In the 1930’s and 40’s, George Platt Lynes was the best-known fashion and portrait photographer in the U.S. He was also producing an abundance of male nudes that he circulated among friends and occasionally published in the Swiss homosexual magazine “Der Kreis” under the pseudonyms Roberto Rolf and Robert Orville. Over time, the male nudes became his most valuable artistic endeavor.

The photographs we have come to associate with Lynes are often his highly staged studio images, which he crafted with exacting control over the smallest detail. These images display his inventive use of diffused lighting that seems to come from everywhere and yet from nowhere. Idealized and perfected, bodies and faces are wrapped in light and shadows, their contours defined with precision by the spaces around them.

Lynes began a friendship with Dr Alfred Kinsey of the Kinsey Institute in Bloomington, Indiana and helped with his sex research. Between the years  1949 to 1955, Lynes sold and donated much of his erotic nudes to Kinsey. By May 1955, Lynes had been diagnosed terminally ill with lung cancer. He closed his studio and destroyed much of his print and negative archives, particularly his male nudes. It is now known that he had transferred many of these works to the Kinsey Institute. After a final trip to Europe, Lynes returned to New York City where he died on December 6, 1955.

Insert Image: George Platt Lynes, Self Portrait, 1934, Photogravure, Private Collection

George Platt Lynes, “Yul Brynner”

George Platt Lynes, “Yul Brynner”, 1942 Photo Shoot, Silver Gelatin Prints

From the late 1920s until his death in 1955, George Platt Lynes was one of the world’s most successful commercial and fine art photographers.

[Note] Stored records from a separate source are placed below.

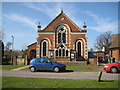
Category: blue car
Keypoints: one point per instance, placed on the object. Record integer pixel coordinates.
(45, 64)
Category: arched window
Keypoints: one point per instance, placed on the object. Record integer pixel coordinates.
(79, 48)
(56, 52)
(66, 52)
(63, 52)
(64, 37)
(32, 54)
(59, 52)
(44, 48)
(59, 37)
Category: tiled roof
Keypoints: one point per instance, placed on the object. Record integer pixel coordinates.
(115, 41)
(67, 20)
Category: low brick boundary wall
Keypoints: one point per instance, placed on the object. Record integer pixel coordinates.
(93, 61)
(73, 62)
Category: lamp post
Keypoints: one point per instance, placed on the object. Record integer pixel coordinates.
(12, 49)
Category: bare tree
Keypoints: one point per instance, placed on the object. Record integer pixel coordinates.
(103, 40)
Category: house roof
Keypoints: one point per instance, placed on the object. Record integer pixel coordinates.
(57, 20)
(115, 41)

In 1932, Lynes’s work was included in one of the first exhibitions to showcase photography at the Museum of Modern Art. He also showed at New York City’s extremely popular Julien Levy Gallery, which in the 1930s and 1940s was a major destination for Surrealistic art, photography, and experimental film. Lynes’s photographs for Vogue and Bazaar, his shots of dancers at the School of American Ballet and his portraits of some of the most important creative figures of his era were praised for their innovative use of lighting, props and posing.

George Platt Lynes felt that his most important body of work was his nude photographs of men; however, during Lynes’ lifetime, few people knew of their existence. Because of prevailing attitudes toward homosexuality, which included its criminalization and the passage of strict obscenity laws,  Lynes, who was a gay man, kept this influential and important body of work from public view. 

These photographs of the male form led to a friendship between Lynes and Dr. Alfred C. Kinsey, the founder of the Institute for Sex Research, now named Indiana University’s Kinsey Institute. Upon his death, Lynes gifted over 2,300 negatives and 600 photographs to the Institute for Sex Research.

George Platt Lynes, “Jared French”

George Platt Lynes, “Jared French, August 1938”, 1938, Gelatin Silver PrintThe Metropolitan Museum of Art, New York

George Platt Lynes took his first photographs as a young artist living in New York and Paris in the 1920s. He maintained an interest in the male figure throughout his career and was part of a close-knit group of artists, including Paul Cadmus, Jared French, Margaret French, and George Tooker, who explored sexuality and the body in an age that increasingly favored abstraction. 

The subject of this photograph, Jared French, was an important painter in the world of gay New York artists. French also served as the subject of Luigi Lucioni’s portrait as well as the model for Paul Cadmus’s “Gilding the Acrobats”, both of which are housed in the collection of the Metropolitan Museum of Art.